We didn’t draw blood, but what a beautiful bloody draw
Like a delirious marathoner on wobbly legs, South Africa has staggered to the finish line. They clung on with two measly wickets to spare, and Australia will be gutted tonight. They shouldn’t be.
Australia and South Africa both played their part in a drawn match which was a win for the game of Test cricket. A Test draw like we saw today is a beautiful thing. A frustrating, often boring, hair-tearingly exasperating thing, but a beautiful thing nonetheless.
From the batting perspective, a draw brings out everything that the modern cricketer is programmed not to do. Look at Dave Warner on day one blasting 119 off 112 balls. Then look at AB de Villiers scoring 33 of 220 yesterday and today. Even the seagulls were entitled to fall asleep.
De Villiers, as much as the unbeaten centurian Faf du Plessis, was the architect of this South African escape. Almost the whole team played its part, pfaffing around with Faf, ignoring not just every instinct of the modern cricketer but every instinct of man himself.
The defensive cricket stroke known colloquially as “the block” is about as natural a human motion as the pole vault. It’s just not something we men are programmed to do. But ball after ball, over after over, the South Africans resisted the urge to unleash weapons and instead built the Great Wall of China.
That is what Test cricket is about, always has been about. The test not just of skill but of character. And these South Africans have character. Maybe that character would have been tested more deeply against Warne and McGrath, but to argue that it is to grossly disrespect the efforts of Nathan Lyon and Peter Siddle.
Lyon’s figures were incredible. Even accounting for South Africa’s stonewalling, he sent down 50 overs for just 49 runs. Has anyone ever bowled 50 overs at less than a run per over?
As for Siddle, the man has the heart of three lions and must surely be the first quick picked when Australia takes on England – the team with three lions as its logo – later this year. He is an inspiration.
This was a day which was totally lost on the unconverted. Many of my colleagues in the large newsroom in which I work were perplexed as to why one team was trying not to win, but merely to survive. To them, it was like a Bond movie with no car chases or lovemaking scenes with the slinky Russian spy in a hot tub.
Oh, this was much more rewarding than any of that. This was an arm wrestle between the world number one and the team that would take its mantle. Australia may yet claim that title in the Perth Test starting Friday, although you sense that the mental and physical effort of Adelaide may tell, and that South Africa now has the upper hand.
That’s the thing about a draw in Test cricket, especially a draw as exhausting as today’s. It galvanises or deflates teams for the next match.
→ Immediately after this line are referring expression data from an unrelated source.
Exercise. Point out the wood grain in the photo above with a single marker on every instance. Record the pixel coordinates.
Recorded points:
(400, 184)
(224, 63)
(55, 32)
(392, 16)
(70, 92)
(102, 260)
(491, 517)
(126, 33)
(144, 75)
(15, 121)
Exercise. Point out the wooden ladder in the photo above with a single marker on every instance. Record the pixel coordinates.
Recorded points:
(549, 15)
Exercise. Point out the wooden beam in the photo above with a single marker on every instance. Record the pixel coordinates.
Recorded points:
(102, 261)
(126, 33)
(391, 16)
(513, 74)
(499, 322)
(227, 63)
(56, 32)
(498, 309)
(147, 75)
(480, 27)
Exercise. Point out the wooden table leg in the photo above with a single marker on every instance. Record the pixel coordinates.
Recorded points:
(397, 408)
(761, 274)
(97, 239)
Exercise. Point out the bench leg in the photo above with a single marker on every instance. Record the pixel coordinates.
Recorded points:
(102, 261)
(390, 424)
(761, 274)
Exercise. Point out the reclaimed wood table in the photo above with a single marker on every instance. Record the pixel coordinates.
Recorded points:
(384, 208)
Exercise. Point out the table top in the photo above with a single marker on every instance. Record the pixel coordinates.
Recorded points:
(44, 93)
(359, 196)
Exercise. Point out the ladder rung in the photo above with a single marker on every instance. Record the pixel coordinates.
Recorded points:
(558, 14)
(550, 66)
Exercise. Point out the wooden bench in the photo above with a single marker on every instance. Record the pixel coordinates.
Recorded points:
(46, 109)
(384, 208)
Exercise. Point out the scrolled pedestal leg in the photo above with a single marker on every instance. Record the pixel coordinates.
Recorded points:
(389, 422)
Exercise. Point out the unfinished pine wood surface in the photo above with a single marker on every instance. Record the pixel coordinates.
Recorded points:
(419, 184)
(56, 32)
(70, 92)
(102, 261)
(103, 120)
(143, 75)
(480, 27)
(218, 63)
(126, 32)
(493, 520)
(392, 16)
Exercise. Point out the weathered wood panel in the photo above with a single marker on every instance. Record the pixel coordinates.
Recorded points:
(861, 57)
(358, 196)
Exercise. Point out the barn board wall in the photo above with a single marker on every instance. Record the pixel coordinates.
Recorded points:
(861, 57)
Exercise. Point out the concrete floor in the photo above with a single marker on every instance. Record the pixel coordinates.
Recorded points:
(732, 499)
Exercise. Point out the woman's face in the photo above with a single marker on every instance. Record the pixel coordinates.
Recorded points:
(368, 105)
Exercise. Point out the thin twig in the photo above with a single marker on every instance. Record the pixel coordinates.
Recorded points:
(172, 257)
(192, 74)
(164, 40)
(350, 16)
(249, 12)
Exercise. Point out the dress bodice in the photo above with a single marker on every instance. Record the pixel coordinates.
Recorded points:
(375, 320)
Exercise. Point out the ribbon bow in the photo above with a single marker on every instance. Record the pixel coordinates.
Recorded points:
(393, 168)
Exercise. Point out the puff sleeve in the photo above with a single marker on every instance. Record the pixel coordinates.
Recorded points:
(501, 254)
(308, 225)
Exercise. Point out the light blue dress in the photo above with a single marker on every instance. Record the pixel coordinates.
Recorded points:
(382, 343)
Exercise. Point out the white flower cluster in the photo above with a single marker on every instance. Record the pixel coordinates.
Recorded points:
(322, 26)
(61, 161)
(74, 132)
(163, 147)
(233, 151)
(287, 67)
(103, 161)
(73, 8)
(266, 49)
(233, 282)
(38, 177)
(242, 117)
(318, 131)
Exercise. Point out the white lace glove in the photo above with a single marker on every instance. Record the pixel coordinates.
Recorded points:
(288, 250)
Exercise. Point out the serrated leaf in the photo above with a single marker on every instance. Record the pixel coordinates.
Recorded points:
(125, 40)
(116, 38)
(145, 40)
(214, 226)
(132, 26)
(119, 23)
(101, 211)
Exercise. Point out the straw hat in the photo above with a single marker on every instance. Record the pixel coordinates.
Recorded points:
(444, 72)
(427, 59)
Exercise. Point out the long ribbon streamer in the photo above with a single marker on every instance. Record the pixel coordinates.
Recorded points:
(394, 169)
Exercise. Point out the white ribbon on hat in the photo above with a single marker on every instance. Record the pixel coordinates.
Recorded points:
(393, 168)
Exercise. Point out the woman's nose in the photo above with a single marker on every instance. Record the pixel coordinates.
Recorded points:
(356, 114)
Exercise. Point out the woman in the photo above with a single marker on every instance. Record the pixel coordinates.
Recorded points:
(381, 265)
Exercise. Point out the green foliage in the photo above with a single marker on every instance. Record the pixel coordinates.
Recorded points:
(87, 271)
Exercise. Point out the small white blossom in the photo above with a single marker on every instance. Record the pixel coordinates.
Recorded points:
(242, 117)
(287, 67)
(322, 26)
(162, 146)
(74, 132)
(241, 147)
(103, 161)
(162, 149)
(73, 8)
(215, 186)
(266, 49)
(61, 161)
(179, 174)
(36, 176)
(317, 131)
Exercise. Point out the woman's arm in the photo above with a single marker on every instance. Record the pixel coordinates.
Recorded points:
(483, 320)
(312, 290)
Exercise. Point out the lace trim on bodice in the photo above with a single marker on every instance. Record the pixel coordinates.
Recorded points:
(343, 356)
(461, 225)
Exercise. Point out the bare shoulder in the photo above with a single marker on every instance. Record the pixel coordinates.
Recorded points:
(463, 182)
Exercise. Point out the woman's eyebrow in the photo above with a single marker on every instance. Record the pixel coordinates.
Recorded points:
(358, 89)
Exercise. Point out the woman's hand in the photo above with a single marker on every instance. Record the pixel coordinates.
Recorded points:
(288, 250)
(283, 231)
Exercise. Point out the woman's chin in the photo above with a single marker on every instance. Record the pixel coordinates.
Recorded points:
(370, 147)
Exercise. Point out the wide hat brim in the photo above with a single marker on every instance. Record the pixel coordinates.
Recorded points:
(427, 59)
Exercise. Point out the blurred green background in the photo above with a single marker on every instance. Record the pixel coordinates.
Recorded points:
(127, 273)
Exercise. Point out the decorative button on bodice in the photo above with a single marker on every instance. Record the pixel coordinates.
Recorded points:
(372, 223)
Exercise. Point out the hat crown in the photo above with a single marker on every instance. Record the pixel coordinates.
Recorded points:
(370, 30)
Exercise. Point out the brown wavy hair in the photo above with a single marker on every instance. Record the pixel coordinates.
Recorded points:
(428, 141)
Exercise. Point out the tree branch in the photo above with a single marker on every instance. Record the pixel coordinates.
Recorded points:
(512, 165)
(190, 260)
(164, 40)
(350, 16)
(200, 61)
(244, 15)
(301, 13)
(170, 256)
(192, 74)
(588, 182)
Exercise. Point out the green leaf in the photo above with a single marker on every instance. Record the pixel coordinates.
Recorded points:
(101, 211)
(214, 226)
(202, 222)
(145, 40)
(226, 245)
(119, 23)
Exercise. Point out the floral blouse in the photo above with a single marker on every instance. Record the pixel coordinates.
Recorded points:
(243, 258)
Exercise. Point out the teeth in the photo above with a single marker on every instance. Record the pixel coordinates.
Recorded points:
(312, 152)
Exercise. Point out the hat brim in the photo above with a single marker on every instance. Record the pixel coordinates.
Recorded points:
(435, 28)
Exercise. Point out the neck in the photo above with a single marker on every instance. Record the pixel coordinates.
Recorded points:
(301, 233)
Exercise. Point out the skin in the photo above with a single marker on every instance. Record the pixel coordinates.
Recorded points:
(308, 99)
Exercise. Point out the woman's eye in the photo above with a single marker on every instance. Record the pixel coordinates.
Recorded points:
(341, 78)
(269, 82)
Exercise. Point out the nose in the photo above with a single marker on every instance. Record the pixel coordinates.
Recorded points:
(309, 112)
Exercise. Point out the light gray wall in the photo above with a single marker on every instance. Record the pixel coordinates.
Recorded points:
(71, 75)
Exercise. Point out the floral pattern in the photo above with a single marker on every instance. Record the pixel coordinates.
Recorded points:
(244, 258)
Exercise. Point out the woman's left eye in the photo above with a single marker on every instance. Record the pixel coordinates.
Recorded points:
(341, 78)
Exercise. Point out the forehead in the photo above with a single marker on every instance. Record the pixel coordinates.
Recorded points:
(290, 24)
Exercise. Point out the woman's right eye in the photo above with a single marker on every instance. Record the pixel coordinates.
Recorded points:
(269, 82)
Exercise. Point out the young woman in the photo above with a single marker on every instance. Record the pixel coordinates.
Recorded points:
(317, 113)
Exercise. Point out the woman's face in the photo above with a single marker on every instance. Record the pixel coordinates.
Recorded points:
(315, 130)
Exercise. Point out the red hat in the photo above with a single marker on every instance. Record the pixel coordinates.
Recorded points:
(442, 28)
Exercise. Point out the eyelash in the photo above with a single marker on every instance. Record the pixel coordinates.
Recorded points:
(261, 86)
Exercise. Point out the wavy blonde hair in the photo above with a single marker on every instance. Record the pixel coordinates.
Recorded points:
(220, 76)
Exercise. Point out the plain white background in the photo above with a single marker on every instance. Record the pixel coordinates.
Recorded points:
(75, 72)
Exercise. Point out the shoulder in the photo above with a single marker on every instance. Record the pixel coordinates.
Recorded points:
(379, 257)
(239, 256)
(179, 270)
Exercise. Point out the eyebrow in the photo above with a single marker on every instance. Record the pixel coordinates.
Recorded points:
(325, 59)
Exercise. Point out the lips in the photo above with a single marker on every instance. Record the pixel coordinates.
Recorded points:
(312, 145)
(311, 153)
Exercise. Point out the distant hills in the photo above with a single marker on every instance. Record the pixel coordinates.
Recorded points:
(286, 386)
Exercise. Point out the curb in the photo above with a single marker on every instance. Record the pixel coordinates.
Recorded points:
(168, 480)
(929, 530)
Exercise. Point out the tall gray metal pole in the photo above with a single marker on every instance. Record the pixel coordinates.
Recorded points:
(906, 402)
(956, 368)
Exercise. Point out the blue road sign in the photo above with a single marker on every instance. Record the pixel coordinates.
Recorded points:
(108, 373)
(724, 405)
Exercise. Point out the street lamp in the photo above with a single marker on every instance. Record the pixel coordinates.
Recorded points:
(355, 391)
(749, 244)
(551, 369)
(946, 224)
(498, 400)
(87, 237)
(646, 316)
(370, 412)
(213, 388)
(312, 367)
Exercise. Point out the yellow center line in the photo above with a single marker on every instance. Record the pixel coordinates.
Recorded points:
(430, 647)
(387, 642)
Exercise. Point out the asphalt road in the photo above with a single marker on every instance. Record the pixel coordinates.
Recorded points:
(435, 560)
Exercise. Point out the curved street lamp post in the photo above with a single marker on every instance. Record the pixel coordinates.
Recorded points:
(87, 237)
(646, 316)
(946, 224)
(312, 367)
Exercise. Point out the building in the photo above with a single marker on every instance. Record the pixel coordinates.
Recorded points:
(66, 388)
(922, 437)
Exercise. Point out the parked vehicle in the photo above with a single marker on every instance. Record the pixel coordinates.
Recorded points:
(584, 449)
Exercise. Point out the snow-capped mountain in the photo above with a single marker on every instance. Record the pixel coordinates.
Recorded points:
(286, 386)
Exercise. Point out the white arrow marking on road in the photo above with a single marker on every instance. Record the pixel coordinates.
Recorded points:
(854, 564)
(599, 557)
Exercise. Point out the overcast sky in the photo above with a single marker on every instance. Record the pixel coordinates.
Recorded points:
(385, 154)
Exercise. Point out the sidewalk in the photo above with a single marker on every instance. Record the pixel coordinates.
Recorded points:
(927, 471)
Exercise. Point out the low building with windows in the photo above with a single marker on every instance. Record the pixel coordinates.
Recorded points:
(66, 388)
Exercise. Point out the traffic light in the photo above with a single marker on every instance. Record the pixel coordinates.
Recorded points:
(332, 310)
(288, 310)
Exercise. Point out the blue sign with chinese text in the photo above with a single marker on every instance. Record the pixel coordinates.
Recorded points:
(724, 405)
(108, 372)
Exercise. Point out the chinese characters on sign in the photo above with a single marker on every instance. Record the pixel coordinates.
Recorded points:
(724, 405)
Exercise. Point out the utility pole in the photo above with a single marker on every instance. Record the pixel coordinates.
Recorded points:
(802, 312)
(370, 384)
It is a stalemate on paper, but can be a win or loss of the mental variety which yields a result down the track.
And by the way, I write all this as an unabashed fan of Twenty20 cricket. I love that I can take my six year old to a T20 game and be home at a reasonable hour, or that I can go with my mates and drink beer and enjoy brutal hitting for its own sake.
If T20 is an action flick, this was War and Peace. It was a true epic. A real war of attrition. Heck, I know those are both clichés, but I’m too exhausted from today’s action to waste energy on my own phrases.
You can only imagine how players from both sides feel.